Katie’s Volcanic Balsamic Vinaigrette Dressing Recipe

Katie’s Volcanic Balsamic Vinaigrette Dressing Recipe

BalsamicWith my improvements…

Frustrated by nasty store-bought salad dressing I was grumbling one night in the kitchen and my daughter said “Why don’t you just make your own? It’s just olive oil and balsamic vinegar!”  She proceeded to mix up some home-made Balsamic Vinaigrette that was wonderful.

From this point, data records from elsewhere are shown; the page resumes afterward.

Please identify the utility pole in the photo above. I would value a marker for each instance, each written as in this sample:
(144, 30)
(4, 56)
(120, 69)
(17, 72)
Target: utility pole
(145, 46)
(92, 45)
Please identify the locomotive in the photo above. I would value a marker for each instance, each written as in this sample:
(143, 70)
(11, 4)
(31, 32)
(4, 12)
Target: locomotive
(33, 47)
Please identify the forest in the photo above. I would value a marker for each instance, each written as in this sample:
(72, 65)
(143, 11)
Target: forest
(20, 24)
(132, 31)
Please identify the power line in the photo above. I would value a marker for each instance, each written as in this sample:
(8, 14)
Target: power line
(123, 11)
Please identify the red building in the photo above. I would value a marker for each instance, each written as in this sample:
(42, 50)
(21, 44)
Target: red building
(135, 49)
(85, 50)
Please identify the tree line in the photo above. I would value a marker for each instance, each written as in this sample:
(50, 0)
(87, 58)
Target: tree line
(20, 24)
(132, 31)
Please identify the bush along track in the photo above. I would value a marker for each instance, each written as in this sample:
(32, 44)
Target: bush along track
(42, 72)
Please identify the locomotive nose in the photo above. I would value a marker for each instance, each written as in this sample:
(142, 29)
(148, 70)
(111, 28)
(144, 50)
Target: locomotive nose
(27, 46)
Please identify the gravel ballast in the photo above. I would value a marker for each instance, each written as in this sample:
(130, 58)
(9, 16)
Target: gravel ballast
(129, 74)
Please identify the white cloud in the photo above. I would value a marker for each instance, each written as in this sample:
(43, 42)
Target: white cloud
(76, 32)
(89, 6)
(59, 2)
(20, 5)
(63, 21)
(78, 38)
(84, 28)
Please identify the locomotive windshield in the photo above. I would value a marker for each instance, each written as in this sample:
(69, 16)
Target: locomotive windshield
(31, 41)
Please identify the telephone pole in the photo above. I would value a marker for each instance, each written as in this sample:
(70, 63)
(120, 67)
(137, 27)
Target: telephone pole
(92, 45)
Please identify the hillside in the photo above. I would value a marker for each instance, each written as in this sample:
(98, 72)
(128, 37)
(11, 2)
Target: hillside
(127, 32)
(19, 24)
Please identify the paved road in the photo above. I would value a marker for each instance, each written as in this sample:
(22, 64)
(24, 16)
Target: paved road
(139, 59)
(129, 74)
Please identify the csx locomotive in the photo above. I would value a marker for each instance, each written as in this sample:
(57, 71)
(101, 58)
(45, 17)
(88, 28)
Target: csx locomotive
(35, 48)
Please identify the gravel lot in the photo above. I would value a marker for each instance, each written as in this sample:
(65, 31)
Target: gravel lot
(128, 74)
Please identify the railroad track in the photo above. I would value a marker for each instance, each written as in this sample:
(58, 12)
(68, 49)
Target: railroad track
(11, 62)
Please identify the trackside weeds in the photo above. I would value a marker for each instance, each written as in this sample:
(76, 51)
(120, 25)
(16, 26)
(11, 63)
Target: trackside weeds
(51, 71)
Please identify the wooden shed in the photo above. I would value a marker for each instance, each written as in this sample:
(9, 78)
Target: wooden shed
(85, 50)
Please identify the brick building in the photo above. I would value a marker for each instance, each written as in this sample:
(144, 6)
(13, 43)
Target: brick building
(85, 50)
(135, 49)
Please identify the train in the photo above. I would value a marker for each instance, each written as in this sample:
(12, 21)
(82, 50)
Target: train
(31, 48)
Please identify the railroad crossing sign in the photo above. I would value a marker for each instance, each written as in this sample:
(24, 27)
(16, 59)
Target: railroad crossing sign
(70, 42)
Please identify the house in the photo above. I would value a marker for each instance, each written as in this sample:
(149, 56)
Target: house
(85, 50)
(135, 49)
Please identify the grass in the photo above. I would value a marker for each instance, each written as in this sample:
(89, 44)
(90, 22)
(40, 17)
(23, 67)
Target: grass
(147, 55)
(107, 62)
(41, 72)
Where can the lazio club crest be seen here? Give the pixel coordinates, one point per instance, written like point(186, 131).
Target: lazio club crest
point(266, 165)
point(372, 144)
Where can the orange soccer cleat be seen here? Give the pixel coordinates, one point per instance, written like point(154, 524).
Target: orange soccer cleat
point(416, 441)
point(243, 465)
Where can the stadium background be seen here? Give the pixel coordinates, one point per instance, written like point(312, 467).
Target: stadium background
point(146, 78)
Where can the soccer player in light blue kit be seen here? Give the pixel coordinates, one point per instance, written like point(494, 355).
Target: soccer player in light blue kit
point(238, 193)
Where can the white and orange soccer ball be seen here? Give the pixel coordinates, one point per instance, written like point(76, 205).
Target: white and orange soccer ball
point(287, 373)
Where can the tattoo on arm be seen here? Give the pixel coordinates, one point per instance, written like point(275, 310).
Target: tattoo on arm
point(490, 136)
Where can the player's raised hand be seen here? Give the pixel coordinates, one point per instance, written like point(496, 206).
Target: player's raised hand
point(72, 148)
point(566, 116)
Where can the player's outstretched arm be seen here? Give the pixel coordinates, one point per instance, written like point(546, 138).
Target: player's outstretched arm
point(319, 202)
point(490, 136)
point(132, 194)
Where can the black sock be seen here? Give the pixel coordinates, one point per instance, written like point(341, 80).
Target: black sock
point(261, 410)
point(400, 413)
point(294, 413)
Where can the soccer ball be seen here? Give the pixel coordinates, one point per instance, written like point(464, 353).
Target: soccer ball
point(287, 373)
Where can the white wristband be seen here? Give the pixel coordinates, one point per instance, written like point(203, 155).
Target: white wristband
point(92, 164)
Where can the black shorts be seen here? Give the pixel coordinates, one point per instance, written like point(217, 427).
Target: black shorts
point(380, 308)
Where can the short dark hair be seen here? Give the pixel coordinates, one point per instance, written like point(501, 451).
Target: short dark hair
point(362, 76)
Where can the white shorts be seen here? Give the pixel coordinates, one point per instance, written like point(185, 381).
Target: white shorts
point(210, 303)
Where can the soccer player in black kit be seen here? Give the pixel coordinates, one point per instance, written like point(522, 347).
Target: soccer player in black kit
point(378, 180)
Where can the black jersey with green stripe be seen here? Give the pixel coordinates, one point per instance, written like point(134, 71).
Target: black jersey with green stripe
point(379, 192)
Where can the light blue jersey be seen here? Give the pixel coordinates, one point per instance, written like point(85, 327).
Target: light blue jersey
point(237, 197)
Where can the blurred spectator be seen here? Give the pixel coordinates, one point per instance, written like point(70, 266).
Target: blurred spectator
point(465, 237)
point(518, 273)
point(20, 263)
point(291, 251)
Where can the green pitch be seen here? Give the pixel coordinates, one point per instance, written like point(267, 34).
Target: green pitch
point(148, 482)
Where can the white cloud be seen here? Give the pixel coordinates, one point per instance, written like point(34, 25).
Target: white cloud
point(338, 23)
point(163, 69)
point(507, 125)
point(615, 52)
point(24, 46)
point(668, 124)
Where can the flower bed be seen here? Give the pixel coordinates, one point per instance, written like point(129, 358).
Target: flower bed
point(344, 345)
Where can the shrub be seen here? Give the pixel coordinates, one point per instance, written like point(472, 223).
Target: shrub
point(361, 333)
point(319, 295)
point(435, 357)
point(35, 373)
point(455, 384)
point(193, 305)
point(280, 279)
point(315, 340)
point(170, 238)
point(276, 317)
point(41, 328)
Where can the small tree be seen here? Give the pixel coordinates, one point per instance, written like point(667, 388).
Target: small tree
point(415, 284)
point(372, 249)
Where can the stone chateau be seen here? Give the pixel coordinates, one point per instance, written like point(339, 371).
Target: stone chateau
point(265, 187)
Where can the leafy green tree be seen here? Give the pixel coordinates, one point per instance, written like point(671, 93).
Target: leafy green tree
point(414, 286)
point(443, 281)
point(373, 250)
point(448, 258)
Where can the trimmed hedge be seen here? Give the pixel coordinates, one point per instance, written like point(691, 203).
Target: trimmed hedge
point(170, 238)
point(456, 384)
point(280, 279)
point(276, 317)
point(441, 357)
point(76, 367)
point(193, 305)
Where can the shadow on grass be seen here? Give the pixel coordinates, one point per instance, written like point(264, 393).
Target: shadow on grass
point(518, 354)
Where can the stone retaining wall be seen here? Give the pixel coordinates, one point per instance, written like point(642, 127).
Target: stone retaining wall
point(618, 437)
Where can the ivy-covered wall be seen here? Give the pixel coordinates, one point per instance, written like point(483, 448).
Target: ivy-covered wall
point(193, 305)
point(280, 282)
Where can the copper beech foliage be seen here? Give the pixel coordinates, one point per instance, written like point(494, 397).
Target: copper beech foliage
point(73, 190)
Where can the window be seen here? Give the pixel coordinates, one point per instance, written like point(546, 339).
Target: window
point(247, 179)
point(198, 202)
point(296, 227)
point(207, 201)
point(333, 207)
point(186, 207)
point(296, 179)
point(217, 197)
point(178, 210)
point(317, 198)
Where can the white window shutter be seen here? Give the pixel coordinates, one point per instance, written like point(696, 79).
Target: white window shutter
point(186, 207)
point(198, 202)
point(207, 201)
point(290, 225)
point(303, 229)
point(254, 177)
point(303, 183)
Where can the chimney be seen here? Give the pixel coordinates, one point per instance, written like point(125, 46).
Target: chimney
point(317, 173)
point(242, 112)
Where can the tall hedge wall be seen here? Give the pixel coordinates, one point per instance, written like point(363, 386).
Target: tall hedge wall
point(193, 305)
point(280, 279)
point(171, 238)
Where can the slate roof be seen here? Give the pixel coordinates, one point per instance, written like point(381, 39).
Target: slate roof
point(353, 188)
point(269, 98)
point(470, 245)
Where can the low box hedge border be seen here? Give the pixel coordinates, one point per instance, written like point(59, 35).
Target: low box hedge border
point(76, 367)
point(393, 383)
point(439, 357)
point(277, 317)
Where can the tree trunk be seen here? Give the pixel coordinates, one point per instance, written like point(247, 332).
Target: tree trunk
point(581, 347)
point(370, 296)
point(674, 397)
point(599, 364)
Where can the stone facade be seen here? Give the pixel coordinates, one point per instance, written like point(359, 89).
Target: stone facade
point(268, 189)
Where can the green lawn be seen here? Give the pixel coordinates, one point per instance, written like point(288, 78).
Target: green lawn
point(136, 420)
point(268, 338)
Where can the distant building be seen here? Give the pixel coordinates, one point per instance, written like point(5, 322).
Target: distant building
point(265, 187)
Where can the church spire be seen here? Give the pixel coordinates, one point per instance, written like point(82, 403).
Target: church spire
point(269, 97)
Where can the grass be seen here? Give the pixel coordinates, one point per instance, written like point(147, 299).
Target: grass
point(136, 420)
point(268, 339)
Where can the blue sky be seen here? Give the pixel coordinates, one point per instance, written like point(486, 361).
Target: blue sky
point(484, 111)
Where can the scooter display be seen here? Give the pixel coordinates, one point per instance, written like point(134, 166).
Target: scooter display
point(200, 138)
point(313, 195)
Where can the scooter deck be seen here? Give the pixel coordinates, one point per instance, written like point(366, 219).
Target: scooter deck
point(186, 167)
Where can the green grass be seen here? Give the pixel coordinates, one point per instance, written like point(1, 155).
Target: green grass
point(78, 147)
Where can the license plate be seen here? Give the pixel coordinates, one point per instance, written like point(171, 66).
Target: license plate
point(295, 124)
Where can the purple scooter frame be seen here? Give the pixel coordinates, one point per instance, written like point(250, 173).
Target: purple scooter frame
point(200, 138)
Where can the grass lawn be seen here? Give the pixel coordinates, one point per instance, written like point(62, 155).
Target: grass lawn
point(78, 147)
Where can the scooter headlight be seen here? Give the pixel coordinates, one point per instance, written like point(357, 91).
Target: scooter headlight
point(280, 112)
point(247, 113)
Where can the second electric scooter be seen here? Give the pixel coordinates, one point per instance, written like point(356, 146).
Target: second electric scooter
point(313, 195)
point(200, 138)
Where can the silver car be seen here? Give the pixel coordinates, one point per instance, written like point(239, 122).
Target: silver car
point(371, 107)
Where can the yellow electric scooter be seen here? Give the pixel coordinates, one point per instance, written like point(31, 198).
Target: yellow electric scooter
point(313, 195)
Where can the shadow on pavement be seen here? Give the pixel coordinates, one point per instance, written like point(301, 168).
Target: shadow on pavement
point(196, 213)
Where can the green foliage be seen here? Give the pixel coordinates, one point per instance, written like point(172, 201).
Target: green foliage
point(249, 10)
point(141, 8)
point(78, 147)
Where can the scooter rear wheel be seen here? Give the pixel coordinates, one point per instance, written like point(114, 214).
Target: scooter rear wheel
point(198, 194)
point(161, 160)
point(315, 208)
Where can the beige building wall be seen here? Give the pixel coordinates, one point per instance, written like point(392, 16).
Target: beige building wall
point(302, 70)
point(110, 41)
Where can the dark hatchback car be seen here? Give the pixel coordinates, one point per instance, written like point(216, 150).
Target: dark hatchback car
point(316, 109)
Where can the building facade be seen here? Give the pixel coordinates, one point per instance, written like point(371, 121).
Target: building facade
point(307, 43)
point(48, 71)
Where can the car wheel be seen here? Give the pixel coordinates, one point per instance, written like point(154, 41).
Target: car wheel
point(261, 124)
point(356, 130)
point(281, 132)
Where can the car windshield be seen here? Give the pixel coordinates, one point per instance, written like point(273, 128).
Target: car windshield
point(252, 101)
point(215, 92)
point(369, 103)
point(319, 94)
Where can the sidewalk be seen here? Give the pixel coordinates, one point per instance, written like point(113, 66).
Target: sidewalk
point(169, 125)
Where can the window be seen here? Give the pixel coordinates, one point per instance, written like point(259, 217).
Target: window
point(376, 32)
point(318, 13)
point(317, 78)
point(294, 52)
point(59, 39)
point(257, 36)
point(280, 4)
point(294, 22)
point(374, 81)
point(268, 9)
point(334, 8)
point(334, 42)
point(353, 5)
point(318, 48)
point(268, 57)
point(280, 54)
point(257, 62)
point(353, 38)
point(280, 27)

But, of course, being the mad scientist type I couldn’t leave it at that and I started experimenting with different additives until I found a spicy, tasty concoction I’m going to call “Volcanic Balsamic Vinaigrette”

Ingredients:

2 cups good olive oil

1 cup good balsamic vinegar

Extra secret additional optional ingredients:

2-3 Garlic cloves

2-3 Parsley branches

Dash of sea salt

5-6 cherry tomatoes

One whole Thai pepper!  (this is what makes it pop!)

Preparation:

Put all the ingredients in the blender.

Let it run on ‘Liquefy’ setting for a few minutes.

Pour it into an empty store-bought salad dressing bottle.

Makes one bottle (4-8 servings depending on how lavish you are)

Shelf stable (for the most part) and if you refrigerate it it will separate and harden – so don’t.

Yummy on any salad, great as a marinade too.